Implementing leader-to-leader meant changing the fundamental dynamics of the ship’s operating system. It meant people needed to take the initiative rather than wait for instructions, focus on what needed to be done over blindly following procedures, communicate frequently when dealing with the unexpected, and—a truly radical idea—questioning the ranking member when he or she was wrong. In short, the crew would need to behave very differently if they were going to leverage the power of collaboration.

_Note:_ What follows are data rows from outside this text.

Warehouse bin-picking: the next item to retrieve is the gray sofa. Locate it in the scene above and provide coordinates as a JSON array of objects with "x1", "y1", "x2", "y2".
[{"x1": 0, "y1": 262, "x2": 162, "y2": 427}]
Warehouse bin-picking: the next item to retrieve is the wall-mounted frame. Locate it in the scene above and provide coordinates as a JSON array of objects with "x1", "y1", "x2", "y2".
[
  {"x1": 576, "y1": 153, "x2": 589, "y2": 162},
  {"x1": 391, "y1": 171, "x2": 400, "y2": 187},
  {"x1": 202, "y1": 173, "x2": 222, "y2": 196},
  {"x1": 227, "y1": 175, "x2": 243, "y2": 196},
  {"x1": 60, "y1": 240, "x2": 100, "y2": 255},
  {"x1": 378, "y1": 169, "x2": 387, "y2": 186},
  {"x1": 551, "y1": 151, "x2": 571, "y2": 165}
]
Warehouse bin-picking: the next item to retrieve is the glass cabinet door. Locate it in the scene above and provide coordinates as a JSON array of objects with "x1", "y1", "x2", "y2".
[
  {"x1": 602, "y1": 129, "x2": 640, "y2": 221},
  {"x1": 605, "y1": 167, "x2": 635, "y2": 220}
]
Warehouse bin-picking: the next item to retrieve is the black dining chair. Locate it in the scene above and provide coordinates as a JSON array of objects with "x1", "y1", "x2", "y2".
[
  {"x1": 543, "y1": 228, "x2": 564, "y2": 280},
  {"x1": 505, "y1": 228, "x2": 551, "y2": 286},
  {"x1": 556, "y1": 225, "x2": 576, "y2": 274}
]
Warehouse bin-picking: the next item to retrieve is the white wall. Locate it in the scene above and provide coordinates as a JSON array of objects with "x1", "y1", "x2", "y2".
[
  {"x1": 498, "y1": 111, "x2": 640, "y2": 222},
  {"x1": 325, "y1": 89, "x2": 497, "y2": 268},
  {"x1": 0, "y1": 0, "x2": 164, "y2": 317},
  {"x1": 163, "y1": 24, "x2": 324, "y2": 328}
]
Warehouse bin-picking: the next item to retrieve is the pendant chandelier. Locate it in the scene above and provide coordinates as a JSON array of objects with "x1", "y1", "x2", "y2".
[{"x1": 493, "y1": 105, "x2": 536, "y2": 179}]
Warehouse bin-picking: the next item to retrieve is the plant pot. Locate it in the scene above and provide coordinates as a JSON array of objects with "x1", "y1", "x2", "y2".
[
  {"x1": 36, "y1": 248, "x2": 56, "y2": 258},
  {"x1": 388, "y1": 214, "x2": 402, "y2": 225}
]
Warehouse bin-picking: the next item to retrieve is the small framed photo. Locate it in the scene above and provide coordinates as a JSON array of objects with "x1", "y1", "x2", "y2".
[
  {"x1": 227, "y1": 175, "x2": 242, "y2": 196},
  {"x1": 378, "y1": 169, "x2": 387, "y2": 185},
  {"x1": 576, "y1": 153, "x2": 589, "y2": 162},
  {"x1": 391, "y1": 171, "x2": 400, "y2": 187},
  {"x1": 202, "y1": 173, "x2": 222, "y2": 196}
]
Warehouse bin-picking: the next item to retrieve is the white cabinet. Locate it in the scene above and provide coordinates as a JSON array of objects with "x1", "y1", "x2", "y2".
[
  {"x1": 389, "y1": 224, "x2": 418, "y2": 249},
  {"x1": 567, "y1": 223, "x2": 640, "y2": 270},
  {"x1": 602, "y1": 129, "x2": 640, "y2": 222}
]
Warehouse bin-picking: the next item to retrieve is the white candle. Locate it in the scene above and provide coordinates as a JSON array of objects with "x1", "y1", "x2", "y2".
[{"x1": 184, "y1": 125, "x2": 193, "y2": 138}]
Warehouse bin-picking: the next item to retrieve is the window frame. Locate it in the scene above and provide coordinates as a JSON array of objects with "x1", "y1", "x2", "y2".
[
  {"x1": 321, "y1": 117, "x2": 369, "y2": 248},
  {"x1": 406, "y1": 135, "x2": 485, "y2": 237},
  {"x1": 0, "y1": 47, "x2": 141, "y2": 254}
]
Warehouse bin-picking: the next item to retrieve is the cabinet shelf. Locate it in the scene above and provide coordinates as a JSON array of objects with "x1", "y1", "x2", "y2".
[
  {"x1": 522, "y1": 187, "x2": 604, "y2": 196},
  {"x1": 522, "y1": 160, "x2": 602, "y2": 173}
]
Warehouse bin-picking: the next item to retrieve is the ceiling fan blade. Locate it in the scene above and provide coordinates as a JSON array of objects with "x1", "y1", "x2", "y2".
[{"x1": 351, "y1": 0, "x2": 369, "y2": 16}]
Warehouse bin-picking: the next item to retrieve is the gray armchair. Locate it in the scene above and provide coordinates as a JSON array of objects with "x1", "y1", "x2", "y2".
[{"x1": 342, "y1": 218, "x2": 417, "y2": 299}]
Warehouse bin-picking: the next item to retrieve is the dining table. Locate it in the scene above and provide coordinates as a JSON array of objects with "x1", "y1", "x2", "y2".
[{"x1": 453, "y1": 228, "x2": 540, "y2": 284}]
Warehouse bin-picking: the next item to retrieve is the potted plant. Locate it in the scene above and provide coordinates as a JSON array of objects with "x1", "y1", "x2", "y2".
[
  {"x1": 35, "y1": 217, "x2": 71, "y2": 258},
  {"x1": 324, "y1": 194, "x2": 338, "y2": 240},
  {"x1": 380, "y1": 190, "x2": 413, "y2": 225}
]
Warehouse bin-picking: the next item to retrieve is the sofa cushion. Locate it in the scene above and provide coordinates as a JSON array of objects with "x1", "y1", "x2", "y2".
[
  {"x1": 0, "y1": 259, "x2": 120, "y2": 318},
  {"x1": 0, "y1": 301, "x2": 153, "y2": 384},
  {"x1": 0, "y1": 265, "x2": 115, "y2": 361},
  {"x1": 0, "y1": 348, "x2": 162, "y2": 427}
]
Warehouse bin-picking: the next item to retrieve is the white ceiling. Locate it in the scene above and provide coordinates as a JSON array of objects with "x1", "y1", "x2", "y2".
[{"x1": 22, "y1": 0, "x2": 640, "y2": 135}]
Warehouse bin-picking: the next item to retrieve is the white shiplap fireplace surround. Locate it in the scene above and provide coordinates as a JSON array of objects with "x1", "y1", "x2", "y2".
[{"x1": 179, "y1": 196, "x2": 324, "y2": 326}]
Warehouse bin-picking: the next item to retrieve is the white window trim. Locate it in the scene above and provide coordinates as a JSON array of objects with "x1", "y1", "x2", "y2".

In considering the strategy for how he would implement the leader-to-leader model, Marquet knew he had to change both the thinking and the acting of the ship’s crew. His challenge was deciding which to change first. Often, when implementing culture changes, leaders mandate everyone to participate in training programs where people are instructed in new ways of thinking. This theory assumes people are highly rational and that new ways of thinking will inevitably lead to new ways of acting. Unfortunately, people aren’t always rational and often resist mandatory training by being present in body only and leaving the programs with their old thinking firmly intact. Recognizing this, Marquet decided on a different approach. Instead of trying to change the crew’s thinking as a pathway to new action, he would change the operating system and require people to act differently, hoping that the new thinking would follow. Whether or not changed thinking actually resulted was less of a concern to the captain. Marquet understood that, when it comes to culture change, what matters most is that people act differently.

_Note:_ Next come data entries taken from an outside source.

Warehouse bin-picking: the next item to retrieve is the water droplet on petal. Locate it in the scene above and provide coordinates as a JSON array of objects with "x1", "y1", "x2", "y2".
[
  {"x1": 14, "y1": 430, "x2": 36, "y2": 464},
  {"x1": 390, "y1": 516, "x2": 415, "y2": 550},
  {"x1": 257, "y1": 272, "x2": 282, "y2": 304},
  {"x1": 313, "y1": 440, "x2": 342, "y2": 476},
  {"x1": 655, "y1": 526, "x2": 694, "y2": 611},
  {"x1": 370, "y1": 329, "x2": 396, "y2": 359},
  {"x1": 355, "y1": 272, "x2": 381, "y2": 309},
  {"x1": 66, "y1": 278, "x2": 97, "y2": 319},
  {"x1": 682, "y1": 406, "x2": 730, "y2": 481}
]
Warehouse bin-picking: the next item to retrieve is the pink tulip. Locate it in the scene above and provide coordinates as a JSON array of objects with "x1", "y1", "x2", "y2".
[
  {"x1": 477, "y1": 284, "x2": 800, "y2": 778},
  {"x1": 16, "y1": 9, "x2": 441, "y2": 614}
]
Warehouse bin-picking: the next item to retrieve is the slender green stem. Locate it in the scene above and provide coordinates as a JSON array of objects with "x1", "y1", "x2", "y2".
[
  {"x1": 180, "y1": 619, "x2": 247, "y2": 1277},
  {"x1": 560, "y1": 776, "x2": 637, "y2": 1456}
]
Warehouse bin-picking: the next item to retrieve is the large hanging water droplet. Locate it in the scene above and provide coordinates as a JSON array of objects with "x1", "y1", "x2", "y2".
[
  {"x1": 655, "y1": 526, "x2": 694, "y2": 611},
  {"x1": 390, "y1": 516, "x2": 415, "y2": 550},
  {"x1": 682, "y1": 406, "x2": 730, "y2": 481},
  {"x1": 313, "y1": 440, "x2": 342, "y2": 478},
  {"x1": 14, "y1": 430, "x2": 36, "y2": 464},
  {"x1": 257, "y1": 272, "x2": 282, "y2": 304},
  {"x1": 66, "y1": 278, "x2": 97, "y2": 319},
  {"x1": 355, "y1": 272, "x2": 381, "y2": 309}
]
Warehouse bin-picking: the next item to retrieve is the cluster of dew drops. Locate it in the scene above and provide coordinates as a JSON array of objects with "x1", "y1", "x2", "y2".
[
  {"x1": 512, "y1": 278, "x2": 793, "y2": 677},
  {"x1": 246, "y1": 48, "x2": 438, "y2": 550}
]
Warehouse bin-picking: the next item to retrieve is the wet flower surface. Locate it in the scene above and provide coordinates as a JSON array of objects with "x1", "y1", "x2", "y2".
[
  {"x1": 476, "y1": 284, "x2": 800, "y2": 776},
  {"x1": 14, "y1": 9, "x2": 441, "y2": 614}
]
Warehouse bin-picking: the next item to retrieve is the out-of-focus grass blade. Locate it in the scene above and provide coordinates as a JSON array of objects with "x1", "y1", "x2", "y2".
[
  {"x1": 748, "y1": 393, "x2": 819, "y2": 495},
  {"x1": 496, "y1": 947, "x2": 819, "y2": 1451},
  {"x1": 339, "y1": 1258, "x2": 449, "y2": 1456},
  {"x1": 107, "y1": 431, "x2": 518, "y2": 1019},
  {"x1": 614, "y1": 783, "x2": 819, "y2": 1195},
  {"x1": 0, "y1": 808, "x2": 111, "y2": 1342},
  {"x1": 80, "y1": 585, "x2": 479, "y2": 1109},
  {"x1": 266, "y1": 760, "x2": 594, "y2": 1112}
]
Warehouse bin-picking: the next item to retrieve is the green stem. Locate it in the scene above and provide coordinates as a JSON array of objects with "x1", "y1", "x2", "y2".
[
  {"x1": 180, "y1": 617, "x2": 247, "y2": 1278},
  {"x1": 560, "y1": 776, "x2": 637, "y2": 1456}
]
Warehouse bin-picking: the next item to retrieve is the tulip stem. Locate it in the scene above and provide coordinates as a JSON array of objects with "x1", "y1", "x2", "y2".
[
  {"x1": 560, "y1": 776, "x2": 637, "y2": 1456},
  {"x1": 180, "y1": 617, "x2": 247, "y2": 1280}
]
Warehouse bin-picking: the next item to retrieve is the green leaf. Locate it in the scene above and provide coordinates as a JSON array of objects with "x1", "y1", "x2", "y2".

In changing the ship’s operating system, he introduced innovative practices and mechanisms that were designed to improve the ship’s overall state of control by delegating control and decision-making authority to those actually doing the work. One such practice was a discipline Marquet calls “deliberate action,” where the crew would state what they intended to do before they would do it. So, for example, an officer on the bridge might announce, “Captain, I intend to submerge the ship,” to which the captain would usually respond, “Very Well.” However, if a member of the crew noticed something was amiss, he was encouraged to share his observation so the crew could process the information as a team before the action was taken.


To illustrate the power of deliberate action, Marquet relates the story of how, while participating in a drill, he unknowingly became confused about the ship’s direction and instructed the ship to make what would have been an incorrect maneuver. The benefits of the leader-to-leader operating system became apparent when, the ship’s quartermaster simply stated, “No, Captain, you’re wrong.” The captain quickly recognized his error and averted a serious mistake because of the new ways of acting that he put in place. On how many ships is it safe to tell the captain he’s wrong? When collaboration rather than compliance is the guiding principle, the captain’s confusion never becomes a ship error.

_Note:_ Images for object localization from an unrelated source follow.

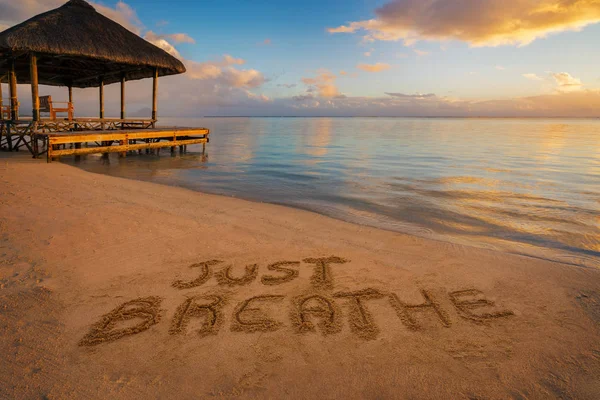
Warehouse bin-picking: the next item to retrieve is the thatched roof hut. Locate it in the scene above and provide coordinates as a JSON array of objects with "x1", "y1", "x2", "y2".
[{"x1": 0, "y1": 0, "x2": 185, "y2": 88}]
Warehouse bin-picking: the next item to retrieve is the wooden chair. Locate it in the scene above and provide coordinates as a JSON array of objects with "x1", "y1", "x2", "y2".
[{"x1": 40, "y1": 96, "x2": 73, "y2": 121}]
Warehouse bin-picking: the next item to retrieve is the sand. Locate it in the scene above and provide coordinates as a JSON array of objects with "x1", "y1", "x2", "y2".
[{"x1": 0, "y1": 154, "x2": 600, "y2": 399}]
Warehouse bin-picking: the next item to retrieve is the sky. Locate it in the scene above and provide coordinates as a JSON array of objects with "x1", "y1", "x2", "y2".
[{"x1": 0, "y1": 0, "x2": 600, "y2": 117}]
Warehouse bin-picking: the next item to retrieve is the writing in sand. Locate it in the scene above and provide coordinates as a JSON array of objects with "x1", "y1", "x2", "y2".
[{"x1": 80, "y1": 256, "x2": 514, "y2": 346}]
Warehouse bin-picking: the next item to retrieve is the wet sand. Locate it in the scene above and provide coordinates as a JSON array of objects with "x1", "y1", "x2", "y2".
[{"x1": 0, "y1": 155, "x2": 600, "y2": 399}]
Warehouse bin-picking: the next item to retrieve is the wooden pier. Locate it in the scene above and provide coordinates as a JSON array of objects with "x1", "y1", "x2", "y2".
[
  {"x1": 0, "y1": 0, "x2": 210, "y2": 162},
  {"x1": 37, "y1": 128, "x2": 210, "y2": 162}
]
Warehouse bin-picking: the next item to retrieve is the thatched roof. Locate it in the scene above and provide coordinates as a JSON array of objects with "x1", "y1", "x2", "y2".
[{"x1": 0, "y1": 0, "x2": 185, "y2": 88}]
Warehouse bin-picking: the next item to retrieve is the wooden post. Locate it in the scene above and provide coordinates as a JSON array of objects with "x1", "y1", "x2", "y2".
[
  {"x1": 121, "y1": 74, "x2": 125, "y2": 119},
  {"x1": 9, "y1": 59, "x2": 19, "y2": 121},
  {"x1": 152, "y1": 68, "x2": 158, "y2": 122},
  {"x1": 29, "y1": 54, "x2": 40, "y2": 121},
  {"x1": 98, "y1": 78, "x2": 104, "y2": 119},
  {"x1": 0, "y1": 76, "x2": 4, "y2": 117}
]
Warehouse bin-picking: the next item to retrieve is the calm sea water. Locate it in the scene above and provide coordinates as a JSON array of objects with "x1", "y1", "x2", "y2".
[{"x1": 64, "y1": 118, "x2": 600, "y2": 267}]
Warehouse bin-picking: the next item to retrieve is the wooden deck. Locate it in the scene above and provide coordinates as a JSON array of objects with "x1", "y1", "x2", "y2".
[{"x1": 34, "y1": 128, "x2": 210, "y2": 162}]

Marquet’s experiment in shared leadership was immensely successful because, as the Navy inspectors pointed out after assigning the Santa Fe the highest grade that anyone had seen, “Your guys tried to make the same number of mistakes as everyone else. But the mistakes never happened because of deliberate action. Either they were corrected by the operator himself or by a teammate.” As Marquet astutely observes, “Many people talk about teamwork but don’t develop mechanisms to actually implement it.” Deliberate action is a mechanism that transforms teamwork from wishful thinking to reliable action. It’s a valuable lesson for any organization that takes teamwork seriously.


 


Rod Collins  (@collinsrod) is Director of Innovation at Optimity Advisors and author of Wiki Management: A Revolutionary New Model for a Rapidly Changing and Collaborative World (AMACOM Books, 2014).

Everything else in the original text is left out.